Rash: Nearly any change in the skin’s appearance can be called a rash. Most rashes are from simple skin irritation; others result from medical conditions.

Dermatitis: A general term for inflammation of the skin. Atopic dermatitis (a type of eczema) is the most common form.

Eczema: Skin inflammation (dermatitis) causing an itchy rash. Most often, it’s due to an overactive immune system.


Psoriasis: An autoimmune condition that can cause a variety of skin rashes. Silver, scaly plaques on the skin are the most common form.

Dandruff: A scaly condition of the scalp may be caused by seborrheic dermatitis, psoriasis, or eczema.

Acne: The most common skin condition, acne affects over 85% of people at some time in life.

Cellulitis: Inflammation of the dermis and subcutaneous tissues, usually due to an infection. A red, warm, often painful skin rash generally results.

Skin abscess (boil or furuncle): A localized skin infection creates a collection of pus under the skin. Some abscesses must be opened and drained by a doctor in order to be cured.

Rosacea: A chronic skin condition causing a red rash on the face. Rosacea may look like acne, and is poorly understood.

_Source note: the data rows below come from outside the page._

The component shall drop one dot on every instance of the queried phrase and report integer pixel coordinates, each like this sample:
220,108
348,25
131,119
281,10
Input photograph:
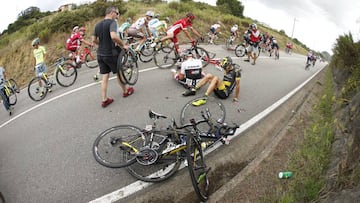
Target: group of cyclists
151,25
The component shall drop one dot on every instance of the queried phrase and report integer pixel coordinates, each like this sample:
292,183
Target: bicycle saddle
153,114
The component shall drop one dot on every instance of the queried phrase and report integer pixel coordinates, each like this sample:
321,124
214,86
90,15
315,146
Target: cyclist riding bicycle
181,25
39,53
73,43
214,31
222,88
123,29
274,45
3,95
254,39
190,70
159,26
140,29
234,32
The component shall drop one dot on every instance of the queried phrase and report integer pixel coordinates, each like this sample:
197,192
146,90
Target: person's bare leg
122,85
213,84
104,83
208,77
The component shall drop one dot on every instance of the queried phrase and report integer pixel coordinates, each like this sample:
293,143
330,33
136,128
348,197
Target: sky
318,23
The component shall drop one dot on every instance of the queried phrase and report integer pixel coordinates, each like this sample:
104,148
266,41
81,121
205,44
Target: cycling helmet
188,52
225,62
253,26
191,16
150,13
36,41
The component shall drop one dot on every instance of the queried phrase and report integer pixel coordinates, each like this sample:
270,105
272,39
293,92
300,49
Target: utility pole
292,33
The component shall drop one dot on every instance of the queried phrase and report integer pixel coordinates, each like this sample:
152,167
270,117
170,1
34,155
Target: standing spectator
181,25
190,71
140,29
39,53
159,26
73,43
106,36
253,43
123,29
3,95
222,88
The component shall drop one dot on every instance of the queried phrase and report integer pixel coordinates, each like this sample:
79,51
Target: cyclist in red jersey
181,25
253,43
73,44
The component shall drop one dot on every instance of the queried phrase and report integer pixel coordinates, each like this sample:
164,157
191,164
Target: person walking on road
109,47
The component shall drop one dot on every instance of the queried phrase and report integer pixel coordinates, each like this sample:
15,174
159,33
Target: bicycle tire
109,152
14,85
35,90
197,168
201,53
162,169
164,59
215,106
66,74
91,60
240,50
12,97
129,71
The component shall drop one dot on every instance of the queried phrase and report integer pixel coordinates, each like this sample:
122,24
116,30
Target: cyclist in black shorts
221,88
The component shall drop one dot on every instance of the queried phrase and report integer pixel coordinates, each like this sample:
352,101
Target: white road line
139,185
59,96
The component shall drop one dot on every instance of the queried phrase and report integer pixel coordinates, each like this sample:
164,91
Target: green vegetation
336,116
53,28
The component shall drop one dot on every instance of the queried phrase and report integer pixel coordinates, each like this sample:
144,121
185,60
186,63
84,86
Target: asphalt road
45,147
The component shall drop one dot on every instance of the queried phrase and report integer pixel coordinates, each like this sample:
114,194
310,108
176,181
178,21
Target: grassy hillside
54,29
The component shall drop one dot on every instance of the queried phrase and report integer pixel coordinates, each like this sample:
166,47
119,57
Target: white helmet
150,13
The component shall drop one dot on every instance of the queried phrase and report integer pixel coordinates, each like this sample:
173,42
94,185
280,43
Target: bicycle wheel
66,74
37,89
201,53
91,60
146,53
215,106
164,59
240,50
14,85
197,167
12,96
117,146
154,167
129,70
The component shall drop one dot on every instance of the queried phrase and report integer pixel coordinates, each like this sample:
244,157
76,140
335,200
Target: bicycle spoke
66,75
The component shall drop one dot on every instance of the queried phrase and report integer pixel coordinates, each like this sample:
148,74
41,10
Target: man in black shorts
106,36
221,88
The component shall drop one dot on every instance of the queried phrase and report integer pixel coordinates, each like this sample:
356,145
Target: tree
232,6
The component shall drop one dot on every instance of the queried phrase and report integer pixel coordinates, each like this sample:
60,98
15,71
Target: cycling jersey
255,36
39,54
74,41
139,24
177,27
228,83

Warts: A virus infects the skin and causes the skin to grow excessively, creating a wart. Warts may be treated at home with chemicals, duct tape, or freezing, or removed by a physician.

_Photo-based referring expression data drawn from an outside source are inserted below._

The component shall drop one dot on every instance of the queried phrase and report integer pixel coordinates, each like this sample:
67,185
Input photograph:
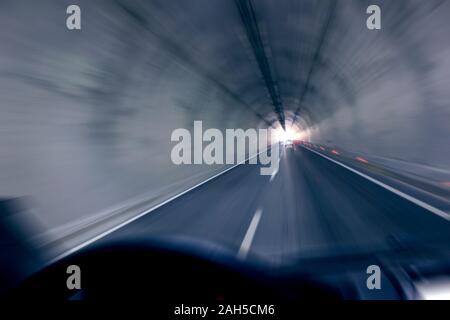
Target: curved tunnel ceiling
307,46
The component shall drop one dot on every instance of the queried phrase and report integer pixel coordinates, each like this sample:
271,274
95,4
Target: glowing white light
290,134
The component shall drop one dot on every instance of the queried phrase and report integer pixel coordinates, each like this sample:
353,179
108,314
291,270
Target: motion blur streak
86,118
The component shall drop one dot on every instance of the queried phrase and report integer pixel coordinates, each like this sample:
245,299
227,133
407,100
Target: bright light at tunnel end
291,133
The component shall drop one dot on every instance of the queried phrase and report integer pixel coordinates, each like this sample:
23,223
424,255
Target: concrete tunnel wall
86,116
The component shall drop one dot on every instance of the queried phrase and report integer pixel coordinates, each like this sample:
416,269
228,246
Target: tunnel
87,116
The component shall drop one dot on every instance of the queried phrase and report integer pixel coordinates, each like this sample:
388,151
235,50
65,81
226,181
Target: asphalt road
311,207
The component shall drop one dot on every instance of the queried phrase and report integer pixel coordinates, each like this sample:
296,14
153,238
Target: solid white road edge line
105,233
418,202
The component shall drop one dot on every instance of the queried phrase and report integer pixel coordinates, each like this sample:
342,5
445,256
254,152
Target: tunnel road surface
310,207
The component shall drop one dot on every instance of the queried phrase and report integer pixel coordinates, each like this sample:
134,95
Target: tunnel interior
87,116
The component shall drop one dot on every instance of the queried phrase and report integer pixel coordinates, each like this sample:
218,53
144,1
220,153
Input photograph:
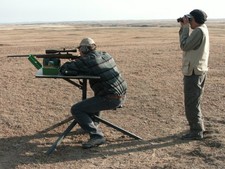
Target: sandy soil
150,60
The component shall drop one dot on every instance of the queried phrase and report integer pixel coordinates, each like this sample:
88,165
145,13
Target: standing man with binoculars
195,47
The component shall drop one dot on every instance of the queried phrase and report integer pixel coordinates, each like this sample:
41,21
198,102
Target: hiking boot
193,136
93,142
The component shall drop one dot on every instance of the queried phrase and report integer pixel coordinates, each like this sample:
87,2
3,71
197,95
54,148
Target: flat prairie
149,57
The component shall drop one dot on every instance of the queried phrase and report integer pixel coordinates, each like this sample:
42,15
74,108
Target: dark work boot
193,136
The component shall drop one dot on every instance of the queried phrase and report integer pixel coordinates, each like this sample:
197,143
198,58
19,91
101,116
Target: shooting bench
83,86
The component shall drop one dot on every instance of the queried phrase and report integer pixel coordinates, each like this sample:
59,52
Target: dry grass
150,60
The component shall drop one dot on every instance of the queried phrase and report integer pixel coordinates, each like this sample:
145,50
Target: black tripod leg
117,128
57,125
61,137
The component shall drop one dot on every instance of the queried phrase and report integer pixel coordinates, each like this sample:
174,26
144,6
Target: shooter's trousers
193,91
84,110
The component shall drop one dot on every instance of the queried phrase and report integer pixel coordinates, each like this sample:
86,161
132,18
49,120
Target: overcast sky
14,11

Melanoma: The most dangerous type of skin cancer, melanoma results from sun damage and other causes. A skin biopsy can identify melanoma.

Basal cell carcinoma: The most common type of skin cancer. Basal cell carcinoma is less dangerous than melanoma because it grows and spreads more slowly.

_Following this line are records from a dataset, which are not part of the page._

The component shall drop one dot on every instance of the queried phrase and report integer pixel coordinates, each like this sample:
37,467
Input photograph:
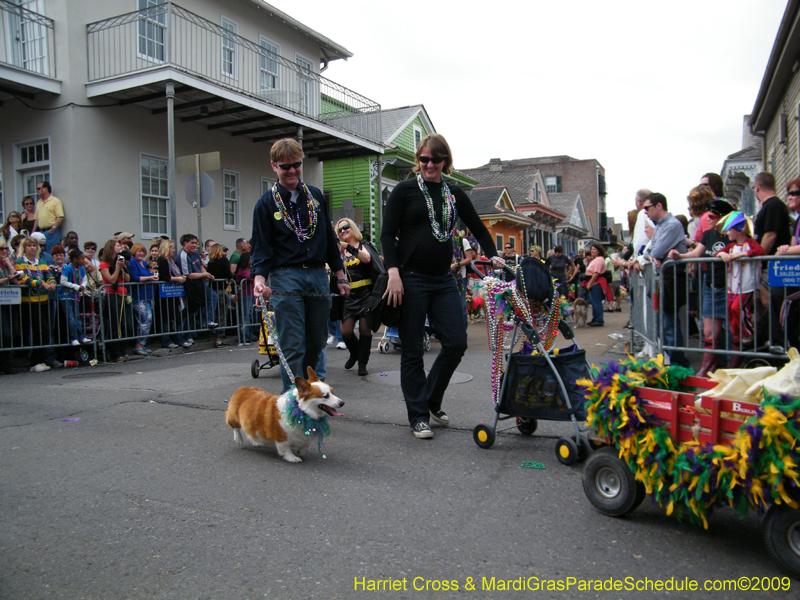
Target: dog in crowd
289,420
580,312
476,306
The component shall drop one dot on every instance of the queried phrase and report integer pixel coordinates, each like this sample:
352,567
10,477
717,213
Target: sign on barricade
9,295
171,290
784,273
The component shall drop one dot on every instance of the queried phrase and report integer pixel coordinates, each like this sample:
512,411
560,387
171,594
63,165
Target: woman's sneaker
440,417
423,431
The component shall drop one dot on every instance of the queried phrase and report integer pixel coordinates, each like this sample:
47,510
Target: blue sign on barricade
171,290
784,273
10,296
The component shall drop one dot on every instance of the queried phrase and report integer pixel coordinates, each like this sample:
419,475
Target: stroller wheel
527,426
567,451
483,435
609,484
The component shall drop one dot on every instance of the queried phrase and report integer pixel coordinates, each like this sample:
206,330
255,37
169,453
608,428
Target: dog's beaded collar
318,428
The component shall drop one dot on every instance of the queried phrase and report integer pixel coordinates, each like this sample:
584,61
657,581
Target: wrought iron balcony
168,35
27,47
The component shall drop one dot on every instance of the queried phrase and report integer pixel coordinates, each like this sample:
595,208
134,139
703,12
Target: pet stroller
536,382
266,346
391,339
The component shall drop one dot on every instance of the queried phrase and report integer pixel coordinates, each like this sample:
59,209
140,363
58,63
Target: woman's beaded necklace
292,218
448,210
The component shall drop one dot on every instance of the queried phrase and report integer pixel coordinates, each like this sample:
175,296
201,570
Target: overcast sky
655,91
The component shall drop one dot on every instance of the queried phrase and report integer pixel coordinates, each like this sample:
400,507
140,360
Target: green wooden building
358,187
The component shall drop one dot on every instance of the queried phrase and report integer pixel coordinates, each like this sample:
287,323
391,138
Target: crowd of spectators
146,293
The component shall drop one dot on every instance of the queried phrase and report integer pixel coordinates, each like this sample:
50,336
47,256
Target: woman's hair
698,199
793,183
109,252
164,249
353,227
29,242
601,251
438,147
216,252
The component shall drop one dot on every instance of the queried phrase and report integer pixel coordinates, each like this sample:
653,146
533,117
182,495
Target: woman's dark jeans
437,297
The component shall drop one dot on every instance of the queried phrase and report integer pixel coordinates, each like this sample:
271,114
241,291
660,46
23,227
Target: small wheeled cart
266,347
693,452
537,383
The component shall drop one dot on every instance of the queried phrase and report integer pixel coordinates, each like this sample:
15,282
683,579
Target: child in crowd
743,279
73,284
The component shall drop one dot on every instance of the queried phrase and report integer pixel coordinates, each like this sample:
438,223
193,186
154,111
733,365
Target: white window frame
157,24
147,234
263,64
40,169
235,200
229,44
306,86
417,130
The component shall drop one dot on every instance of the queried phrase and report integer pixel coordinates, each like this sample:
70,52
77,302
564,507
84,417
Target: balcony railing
168,35
27,40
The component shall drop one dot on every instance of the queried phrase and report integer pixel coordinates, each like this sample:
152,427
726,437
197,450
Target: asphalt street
123,481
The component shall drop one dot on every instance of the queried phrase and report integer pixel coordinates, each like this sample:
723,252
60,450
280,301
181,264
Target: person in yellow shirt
49,215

Seborrheic keratosis: A benign, often itchy growth that appears like a “stuck-on” wart. Seborrheic keratoses may be removed by a physician, if bothersome.

Actinic keratosis: A crusty or scaly bump that forms on sun-exposed skin. Actinic keratoses can sometimes progress to cancer.

Squamous cell carcinoma: A common form of skin cancer, squamous cell carcinoma may begin as an ulcer that won’t heal, or an abnormal growth. It usually develops in sun-exposed areas.

Herpes: The herpes viruses HSV-1 and HSV-2 can cause periodic blisters or skin irritation around the lips or the genitals.

Hives: Raised, red, itchy patches on the skin that arise suddenly. Hives usually result from an allergic reaction.

Tinea versicolor: A benign fungal skin infection creates pale areas of low pigmentation on the skin.

Viral exantham: Many viral infections can cause a red rash affecting large areas of the skin. This is especially common in children.

Shingles (herpes zoster): Caused by the chickenpox virus, shingles is a painful rash on one side of the body. A new adult vaccine can prevent shingles in most people.

Scabies: Tiny mites that burrow into the skin cause scabies. An intensely itchy rash in the webs of fingers, wrists, elbows, and buttocks is typical of scabies.

Ringworm: A fungal skin infection (also called tinea). The characteristic rings it creates are not due to worms.